Mein Name macht den meisten Leuten klar, dass sie es mit einem Rapper zu tun haben, der jüdische Wurzeln hat. Damit bin ich für manche schlichtweg verbrannt oder als "der Jude" abgestempelt. Das finde ich aber immer noch besser, als mir vorneherum die Hand zu geben, nur um mich hinter meinem Rücken antisemitisch abzuwerten. Mein Rapper-Name fungiert da als eine Art Schutzschild – wie in meiner frühen Jugend, als ich auf die Frage "Bist Du Jude?" irgendwann zu entgegnen begann: "Noch schlimmer: Ich bin Israeli." Damals schwappte mir von Jugendlichen, mit denen ich auf dem Hof in Berlin-Schöneberg aufgewachsen war, plötzlich Antisemitismus entgegen. Vorher hatten wir jahrelang miteinander gespielt: Murmeln, Fangen, Fußball. Jetzt war ich ein Feind.
Mit 14 fragte mich jemand auf dem Geburtstag einer Freundin, was die jüdische Nationalhymne sei. Ich dachte, er wird ja nicht die israelische meinen, und sagte: "Kenne ich nicht". Daraufhin zückte er ein Feuerzeug und drückte aufs Gas. Seine Freunde haben sich köstlich amüsiert. Ich war traurig und fragte mich, was daran lustig sei. Damals sind sechs Millionen Menschen ermordet worden.

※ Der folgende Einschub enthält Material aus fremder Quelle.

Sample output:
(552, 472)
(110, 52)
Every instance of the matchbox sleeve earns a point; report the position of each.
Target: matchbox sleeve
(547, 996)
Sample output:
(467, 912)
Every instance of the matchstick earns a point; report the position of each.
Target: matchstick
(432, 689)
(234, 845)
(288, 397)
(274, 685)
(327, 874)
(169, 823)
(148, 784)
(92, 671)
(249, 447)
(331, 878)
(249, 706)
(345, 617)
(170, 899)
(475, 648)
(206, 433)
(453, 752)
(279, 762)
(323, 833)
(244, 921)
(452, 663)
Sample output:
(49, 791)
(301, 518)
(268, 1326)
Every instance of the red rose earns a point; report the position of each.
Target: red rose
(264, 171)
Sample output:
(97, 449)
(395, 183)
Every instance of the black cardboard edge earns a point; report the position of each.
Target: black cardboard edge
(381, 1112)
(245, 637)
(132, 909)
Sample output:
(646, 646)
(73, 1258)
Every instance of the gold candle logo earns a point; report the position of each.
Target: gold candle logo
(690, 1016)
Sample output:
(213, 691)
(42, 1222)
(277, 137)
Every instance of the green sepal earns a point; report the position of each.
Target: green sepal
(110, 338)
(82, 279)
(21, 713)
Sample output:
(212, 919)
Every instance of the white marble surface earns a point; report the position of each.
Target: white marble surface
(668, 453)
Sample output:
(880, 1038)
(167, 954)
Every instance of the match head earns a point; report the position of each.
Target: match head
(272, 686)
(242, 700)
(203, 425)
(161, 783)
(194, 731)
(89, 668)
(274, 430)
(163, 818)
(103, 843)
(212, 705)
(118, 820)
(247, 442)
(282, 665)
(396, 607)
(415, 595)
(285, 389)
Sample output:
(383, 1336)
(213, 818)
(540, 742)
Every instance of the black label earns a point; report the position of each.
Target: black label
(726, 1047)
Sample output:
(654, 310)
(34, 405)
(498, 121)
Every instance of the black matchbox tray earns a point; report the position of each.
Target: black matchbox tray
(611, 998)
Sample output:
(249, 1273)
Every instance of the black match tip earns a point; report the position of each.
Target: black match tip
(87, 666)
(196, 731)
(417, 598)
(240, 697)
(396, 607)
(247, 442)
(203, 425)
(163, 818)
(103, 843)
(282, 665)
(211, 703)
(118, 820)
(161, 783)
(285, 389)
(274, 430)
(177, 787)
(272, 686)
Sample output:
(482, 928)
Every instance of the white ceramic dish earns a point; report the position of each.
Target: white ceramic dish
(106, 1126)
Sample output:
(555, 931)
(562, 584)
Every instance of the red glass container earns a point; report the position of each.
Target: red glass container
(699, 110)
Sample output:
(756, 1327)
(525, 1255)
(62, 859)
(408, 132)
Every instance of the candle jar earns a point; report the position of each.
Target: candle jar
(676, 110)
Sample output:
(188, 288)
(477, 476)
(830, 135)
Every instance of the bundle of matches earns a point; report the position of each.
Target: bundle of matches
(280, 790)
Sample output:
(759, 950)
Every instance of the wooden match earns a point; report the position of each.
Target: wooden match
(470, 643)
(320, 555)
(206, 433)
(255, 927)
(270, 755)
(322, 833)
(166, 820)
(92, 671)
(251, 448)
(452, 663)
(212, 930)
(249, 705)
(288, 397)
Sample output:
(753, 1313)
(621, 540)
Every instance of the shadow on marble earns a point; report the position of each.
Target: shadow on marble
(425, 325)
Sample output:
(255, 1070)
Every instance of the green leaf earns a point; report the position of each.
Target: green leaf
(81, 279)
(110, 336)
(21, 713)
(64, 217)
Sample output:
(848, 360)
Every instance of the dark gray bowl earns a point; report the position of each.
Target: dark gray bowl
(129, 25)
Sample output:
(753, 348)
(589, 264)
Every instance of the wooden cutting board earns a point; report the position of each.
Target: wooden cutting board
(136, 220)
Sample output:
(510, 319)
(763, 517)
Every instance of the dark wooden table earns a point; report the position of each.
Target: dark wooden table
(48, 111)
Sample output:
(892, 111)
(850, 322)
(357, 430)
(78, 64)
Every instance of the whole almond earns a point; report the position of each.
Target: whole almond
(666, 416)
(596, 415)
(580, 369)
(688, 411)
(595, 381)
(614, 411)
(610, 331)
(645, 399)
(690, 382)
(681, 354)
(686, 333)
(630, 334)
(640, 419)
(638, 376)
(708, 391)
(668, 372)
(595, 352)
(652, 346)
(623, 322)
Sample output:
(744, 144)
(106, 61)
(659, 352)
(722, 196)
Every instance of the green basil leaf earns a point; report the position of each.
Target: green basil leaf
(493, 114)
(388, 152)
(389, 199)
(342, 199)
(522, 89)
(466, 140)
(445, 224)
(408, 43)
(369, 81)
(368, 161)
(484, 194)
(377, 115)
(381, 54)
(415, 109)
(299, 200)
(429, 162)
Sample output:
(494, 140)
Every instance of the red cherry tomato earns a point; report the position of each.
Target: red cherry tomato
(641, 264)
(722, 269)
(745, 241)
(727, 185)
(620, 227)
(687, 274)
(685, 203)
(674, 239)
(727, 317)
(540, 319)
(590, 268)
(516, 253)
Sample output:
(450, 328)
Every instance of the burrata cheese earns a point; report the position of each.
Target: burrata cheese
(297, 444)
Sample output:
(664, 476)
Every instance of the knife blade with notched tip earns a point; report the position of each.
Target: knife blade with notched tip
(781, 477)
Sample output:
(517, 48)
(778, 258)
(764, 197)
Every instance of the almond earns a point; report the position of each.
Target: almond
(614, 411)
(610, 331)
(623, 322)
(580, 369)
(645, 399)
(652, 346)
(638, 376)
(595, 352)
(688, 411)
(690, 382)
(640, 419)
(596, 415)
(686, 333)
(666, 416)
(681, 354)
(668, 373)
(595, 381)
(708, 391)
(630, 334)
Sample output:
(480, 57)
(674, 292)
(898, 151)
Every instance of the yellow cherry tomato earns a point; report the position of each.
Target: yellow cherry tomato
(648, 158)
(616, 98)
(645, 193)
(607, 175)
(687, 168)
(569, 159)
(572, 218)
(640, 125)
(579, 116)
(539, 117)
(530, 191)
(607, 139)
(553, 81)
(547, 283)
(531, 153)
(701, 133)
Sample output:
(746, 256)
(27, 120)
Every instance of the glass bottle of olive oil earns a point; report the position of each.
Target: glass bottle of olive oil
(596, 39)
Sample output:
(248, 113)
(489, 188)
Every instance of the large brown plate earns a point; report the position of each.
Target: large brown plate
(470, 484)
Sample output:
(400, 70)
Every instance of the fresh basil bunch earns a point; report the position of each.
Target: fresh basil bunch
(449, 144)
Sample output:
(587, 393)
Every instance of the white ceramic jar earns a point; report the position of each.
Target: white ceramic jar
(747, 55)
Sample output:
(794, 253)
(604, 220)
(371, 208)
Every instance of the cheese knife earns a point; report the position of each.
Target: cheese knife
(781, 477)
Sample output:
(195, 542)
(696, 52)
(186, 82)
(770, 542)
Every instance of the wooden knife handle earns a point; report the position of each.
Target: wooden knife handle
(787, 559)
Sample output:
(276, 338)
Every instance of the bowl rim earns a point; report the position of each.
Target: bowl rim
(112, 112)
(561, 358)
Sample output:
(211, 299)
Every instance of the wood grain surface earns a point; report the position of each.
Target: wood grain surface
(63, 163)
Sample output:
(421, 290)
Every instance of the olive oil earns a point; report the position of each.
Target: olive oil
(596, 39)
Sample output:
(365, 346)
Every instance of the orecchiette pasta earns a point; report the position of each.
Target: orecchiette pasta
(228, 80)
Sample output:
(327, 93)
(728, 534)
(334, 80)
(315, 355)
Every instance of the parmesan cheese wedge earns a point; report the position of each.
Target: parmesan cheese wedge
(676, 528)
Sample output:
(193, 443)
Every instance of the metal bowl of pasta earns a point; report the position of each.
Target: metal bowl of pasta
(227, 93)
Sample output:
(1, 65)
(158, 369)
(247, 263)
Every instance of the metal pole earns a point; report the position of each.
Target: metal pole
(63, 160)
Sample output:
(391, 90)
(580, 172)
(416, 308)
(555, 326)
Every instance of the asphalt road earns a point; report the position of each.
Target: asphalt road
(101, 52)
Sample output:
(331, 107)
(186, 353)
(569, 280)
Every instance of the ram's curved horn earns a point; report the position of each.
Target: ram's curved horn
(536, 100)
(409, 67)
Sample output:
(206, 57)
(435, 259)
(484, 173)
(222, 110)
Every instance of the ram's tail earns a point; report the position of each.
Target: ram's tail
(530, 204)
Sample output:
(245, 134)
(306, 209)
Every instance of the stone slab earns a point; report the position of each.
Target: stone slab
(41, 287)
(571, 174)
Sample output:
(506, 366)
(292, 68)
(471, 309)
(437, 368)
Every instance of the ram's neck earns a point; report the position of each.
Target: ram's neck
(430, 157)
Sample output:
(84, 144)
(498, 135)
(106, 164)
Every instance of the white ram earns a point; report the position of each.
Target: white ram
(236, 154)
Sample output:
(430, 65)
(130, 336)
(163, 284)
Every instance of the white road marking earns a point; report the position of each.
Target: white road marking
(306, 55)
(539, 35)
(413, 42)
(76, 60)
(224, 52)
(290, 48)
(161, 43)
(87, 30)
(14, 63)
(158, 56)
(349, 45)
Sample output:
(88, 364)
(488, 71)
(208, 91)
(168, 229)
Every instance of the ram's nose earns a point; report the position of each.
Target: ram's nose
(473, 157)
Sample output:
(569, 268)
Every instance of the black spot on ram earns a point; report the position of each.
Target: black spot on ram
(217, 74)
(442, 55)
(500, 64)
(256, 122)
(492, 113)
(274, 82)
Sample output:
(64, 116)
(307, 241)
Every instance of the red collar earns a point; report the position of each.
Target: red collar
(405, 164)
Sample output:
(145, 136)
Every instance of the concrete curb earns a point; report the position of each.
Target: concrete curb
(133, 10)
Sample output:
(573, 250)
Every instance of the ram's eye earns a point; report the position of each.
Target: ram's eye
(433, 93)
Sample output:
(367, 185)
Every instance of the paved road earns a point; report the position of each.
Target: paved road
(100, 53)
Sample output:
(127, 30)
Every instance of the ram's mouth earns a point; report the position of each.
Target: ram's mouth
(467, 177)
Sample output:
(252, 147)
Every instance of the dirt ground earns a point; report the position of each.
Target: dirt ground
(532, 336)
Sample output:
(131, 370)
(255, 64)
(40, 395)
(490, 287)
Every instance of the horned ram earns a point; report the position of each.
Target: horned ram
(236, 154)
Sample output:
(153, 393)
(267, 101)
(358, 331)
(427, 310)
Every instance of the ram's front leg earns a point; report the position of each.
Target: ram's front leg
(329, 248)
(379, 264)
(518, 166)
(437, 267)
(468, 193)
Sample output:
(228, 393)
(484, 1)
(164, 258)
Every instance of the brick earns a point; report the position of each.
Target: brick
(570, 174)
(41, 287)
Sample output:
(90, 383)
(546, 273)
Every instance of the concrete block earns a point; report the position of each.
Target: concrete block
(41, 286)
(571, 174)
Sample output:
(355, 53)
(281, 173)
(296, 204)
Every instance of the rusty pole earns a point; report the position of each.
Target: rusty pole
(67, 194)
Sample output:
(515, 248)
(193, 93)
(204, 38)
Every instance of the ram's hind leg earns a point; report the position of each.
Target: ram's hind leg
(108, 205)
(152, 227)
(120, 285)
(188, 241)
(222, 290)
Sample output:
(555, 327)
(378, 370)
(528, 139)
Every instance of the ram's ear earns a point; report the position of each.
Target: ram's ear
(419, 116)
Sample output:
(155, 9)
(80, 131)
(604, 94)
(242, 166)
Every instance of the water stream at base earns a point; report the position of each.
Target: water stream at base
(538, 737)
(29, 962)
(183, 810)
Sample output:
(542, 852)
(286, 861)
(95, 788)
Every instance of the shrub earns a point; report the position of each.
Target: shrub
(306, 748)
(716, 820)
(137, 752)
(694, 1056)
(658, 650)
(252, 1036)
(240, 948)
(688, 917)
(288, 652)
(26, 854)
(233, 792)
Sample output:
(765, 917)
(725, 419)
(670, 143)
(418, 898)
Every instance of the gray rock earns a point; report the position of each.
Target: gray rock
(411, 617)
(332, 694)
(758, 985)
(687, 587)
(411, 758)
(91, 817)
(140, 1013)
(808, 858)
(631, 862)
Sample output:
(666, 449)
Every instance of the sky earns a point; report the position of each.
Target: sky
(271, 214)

Vor dem Haus, in dem ich früher wohnte, wurden vor einiger Zeit Stolpersteine verlegt – in Erinnerung an Juden, die von dort deportiert wurden. Einige Tage später riss sie jemand aus dem Boden. Es sprach sich herum, wer das getan hatte: ein ehemaliger, guter Bekannter. Ich gab ihm nicht mehr die Hand, grüßte ihn nicht mehr. Bei einem Streit sagte er: "Wieso grüßt du mich nicht mehr?" Ich sagte: "Du hast das mit den Steinen gemacht." Er sagte: "Wenn ich will, nehme ich diese Steine und schlage dir damit den Schädel ein."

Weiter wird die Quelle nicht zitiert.